Prove that \bm{V} \preccurlyeq \tilde{\bm{V}}. Hence, does it make sense to look for other (linear) estimators for \hat{\beta}?

B.5 - Heteroscedastic errors

Let us consider a regression problems in which Y_i = f(\bm{x}_i) + v(\bm{x}_i) \epsilon_i, \qquad \tilde{Y}_i = f(\bm{x}_i) + v(\bm{x}_i)\tilde{\epsilon}_i, \quad i=1,\dots,n, where \epsilon_i and \tilde{\epsilon}_i are iid, with \mathbb{E}(\epsilon_i)=0 and \text{var}(\epsilon_i)=\sigma^2. Hence, the error terms v(\bm{x}_i) \epsilon_i have zero mean and variance \sigma^2v^2(\bm{x}_i). In other words, the errors are heteroscedastic.

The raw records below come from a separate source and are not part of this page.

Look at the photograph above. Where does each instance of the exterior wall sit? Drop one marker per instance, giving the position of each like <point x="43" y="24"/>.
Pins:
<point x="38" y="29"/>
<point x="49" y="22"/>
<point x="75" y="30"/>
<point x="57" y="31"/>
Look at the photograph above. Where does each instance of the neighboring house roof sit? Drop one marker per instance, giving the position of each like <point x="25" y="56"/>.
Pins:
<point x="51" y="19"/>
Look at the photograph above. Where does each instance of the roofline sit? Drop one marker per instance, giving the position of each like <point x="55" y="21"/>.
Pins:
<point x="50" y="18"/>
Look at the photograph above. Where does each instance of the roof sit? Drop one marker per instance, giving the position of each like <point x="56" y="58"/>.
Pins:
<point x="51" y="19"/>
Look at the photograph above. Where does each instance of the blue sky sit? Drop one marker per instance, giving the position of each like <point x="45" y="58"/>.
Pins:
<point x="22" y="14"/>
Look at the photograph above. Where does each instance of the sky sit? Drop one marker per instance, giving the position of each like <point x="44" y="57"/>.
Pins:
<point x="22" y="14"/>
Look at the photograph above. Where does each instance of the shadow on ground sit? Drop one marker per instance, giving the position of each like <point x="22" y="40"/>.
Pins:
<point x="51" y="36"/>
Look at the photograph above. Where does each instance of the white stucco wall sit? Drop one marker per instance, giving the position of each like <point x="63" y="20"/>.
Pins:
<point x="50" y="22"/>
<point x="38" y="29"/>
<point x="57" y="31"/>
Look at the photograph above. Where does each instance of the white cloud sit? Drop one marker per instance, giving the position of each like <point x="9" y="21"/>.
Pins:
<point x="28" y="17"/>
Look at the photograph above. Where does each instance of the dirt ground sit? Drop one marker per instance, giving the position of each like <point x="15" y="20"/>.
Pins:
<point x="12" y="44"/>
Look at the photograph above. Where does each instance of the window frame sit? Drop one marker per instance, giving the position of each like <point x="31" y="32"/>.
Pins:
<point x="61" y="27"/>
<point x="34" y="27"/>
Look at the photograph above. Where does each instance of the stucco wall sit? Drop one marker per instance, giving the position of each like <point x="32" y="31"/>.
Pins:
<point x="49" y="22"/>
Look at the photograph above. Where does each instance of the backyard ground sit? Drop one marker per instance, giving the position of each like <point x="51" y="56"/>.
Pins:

Show that the in-sample prediction error under squared loss can be decomposed as \begin{aligned} \text{ErrF} &= \mathbb{E}\left[\frac{1}{n} \sum_{i=1}^n \{\tilde{Y}_i- \hat{f}(\bm{x}_i)\}^2\right] \\ & = \frac{\sigma^2}{n}\sum_{i=1}^nv^2(\bm{x}_i) + \frac{1}{n}\sum_{i=1}^n\mathbb{E}\left[\hat{f}(\bm{x}_i) - f(\bm{x}_i)\right]^2 + \frac{1}{n}\sum_{i=1}^n\text{var}\{\hat{f}(\bm{x}_i)\}. \end{aligned} Conclude that the minimizer of \text{ErrF} is f(\bm{x}_i) = \mathbb{E}(\tilde{Y}_i). Discuss the implications of the above results.

Practical exercises

B.6 - The trawl dataset

Consider the dataset trawl contained in the sm library. Implement a function that fit a polynomial regression using Score1 as response variable (y) and Longitude as input variable (x). Implement a procedure that selects the optimal degree of the polynomial based on leave-one-out cross-validation.